Jillian and I were sitting in an upstairs room at Domaine de Rhodes, the 16th-century hunting lodge that will in a few short weeks become the home-base of Antacara. As we labored over the details, the program, the purpose, the methods that we were creating, bundled up against the cold February winter inside those stone walls, I said something that surprised me:
“I feel like I have found a certain level of maturity now.”
It wasn’t the most insightful thing I ever said. It wasn’t even a new thought. But it was, maybe, the first time I had voiced it out loud, in such a matter-of-fact way. It took me by surprise that I said it so simply (I have a tendency to muddle with too many words), and to whom I said it: Jillian was becoming a friend and a co-creator, but we are hardly resting on years of deep friendship. She’s known no other version of myself than what I am now.

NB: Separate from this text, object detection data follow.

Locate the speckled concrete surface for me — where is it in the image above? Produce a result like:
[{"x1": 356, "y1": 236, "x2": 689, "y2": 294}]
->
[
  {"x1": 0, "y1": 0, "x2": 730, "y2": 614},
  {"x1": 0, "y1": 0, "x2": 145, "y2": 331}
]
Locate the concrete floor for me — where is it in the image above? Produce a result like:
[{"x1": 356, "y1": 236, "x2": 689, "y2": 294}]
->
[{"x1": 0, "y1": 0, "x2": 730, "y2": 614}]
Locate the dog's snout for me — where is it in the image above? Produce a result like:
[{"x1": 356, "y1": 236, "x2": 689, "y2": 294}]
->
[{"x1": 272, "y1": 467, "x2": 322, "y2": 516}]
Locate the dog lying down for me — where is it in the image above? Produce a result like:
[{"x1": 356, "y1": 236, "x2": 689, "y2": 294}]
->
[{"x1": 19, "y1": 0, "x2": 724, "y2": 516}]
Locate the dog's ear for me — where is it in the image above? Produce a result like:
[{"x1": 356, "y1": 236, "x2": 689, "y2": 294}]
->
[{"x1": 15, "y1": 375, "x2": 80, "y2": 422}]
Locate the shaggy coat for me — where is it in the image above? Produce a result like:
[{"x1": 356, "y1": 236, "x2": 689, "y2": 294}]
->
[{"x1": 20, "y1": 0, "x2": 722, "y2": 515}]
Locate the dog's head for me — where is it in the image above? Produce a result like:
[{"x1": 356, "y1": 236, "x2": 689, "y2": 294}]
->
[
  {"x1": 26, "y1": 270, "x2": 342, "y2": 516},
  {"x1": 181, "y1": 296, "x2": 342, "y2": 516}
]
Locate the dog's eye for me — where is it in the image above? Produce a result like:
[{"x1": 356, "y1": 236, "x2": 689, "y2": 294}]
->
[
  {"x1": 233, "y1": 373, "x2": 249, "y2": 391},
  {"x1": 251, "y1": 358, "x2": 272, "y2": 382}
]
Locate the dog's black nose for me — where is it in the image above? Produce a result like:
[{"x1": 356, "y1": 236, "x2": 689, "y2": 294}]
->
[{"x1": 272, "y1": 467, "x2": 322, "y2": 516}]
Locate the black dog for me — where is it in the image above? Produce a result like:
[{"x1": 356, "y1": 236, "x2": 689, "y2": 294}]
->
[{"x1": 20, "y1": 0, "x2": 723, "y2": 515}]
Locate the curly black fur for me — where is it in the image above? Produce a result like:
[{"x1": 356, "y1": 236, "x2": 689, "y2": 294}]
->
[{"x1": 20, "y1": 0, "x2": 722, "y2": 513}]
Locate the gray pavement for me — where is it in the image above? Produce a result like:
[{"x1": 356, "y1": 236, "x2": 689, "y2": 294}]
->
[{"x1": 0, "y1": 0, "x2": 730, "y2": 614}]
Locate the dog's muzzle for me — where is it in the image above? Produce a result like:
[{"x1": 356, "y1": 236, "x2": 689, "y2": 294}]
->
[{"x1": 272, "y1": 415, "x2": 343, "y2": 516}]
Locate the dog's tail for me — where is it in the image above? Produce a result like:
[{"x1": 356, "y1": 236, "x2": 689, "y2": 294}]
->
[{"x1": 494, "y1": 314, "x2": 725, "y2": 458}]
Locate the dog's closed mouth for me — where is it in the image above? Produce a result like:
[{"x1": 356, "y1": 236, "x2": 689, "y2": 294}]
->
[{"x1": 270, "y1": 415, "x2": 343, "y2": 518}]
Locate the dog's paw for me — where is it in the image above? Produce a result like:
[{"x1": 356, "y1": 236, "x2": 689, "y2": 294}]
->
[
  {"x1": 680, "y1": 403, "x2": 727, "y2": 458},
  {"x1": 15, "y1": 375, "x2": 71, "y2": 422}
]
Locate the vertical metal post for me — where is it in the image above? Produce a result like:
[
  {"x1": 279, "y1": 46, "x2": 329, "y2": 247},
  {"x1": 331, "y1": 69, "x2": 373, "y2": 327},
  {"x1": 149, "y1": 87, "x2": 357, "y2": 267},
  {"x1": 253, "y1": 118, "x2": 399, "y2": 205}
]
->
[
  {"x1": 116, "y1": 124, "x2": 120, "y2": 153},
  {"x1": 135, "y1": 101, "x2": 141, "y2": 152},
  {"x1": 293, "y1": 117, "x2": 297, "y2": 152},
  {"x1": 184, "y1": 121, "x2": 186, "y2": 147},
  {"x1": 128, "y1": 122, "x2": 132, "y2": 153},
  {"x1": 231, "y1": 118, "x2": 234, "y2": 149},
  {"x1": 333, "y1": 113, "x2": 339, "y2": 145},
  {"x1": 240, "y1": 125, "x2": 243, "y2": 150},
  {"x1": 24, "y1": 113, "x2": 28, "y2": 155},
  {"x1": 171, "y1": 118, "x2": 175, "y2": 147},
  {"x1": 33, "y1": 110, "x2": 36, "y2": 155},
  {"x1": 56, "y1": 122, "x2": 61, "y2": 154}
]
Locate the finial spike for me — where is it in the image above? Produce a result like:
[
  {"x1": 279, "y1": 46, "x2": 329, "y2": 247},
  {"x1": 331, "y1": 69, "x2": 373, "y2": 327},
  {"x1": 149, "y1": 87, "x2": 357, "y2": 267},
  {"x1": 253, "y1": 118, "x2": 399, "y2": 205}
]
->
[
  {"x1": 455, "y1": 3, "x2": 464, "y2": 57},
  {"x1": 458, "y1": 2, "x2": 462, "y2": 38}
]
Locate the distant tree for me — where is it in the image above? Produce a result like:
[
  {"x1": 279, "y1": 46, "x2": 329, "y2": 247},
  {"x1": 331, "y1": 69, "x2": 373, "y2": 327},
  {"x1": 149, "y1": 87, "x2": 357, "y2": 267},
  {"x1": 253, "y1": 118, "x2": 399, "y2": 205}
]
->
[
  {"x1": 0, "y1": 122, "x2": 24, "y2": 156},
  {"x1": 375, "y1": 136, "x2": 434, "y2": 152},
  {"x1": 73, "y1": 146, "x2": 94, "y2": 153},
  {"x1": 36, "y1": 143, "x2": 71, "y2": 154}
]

And yet, it was true. I am finally “playing like myself,” and that gives me sense of perspective and deep comfort that is relatively new to me.
Antacara is creating something new, and in so doing leaning hard on trust. Trust in others who have a hand in creating it, trusting that what we create will be something greater (and different, perhaps) than what we can even imagine at the moment. But most of all, trust that I am, I can, I will. I trust myself with a new-found perspective that only the experience and maturity I have now, at this juncture in my life, provides.
Antacara, as you have already heard, is about crossing your frontiers. Finding your way through the temporary and transitional, on a never-ending journey of learning, self-discovery and figuring out what it sounds like to truly play like yourself. It is time — if you are like me, past time — to ask, Who am I playing like? Life’s greatest frontier is learning how to play like yourself. Put another way in a different context, finding your voice.
Miles Davis began to discover what he sounded like, as himself, when he created Kind of Blue in 1959. He left behind the bebop style of fast, furious playing over complex and rapid chord changes for the space and openness of modal-based playing over slower, simple chords (with a big thanks to Bill Evans). Kind of Blue is THE album to start with if you are one of those people who “hate jazz.”
Do yourself the favor of playing Blue in Green when you have 5:30 of quiet time to yourself, at a volume just slightly louder than you might want to. Listen, carefully and actively. (You’re welcome.) It sounds so good to even the unprepared ear, and the next 5,000 times you hear it, because, finally, Miles was playing the music that sounded like himself:
Are you? That is, plain Miles-Davis-Cool.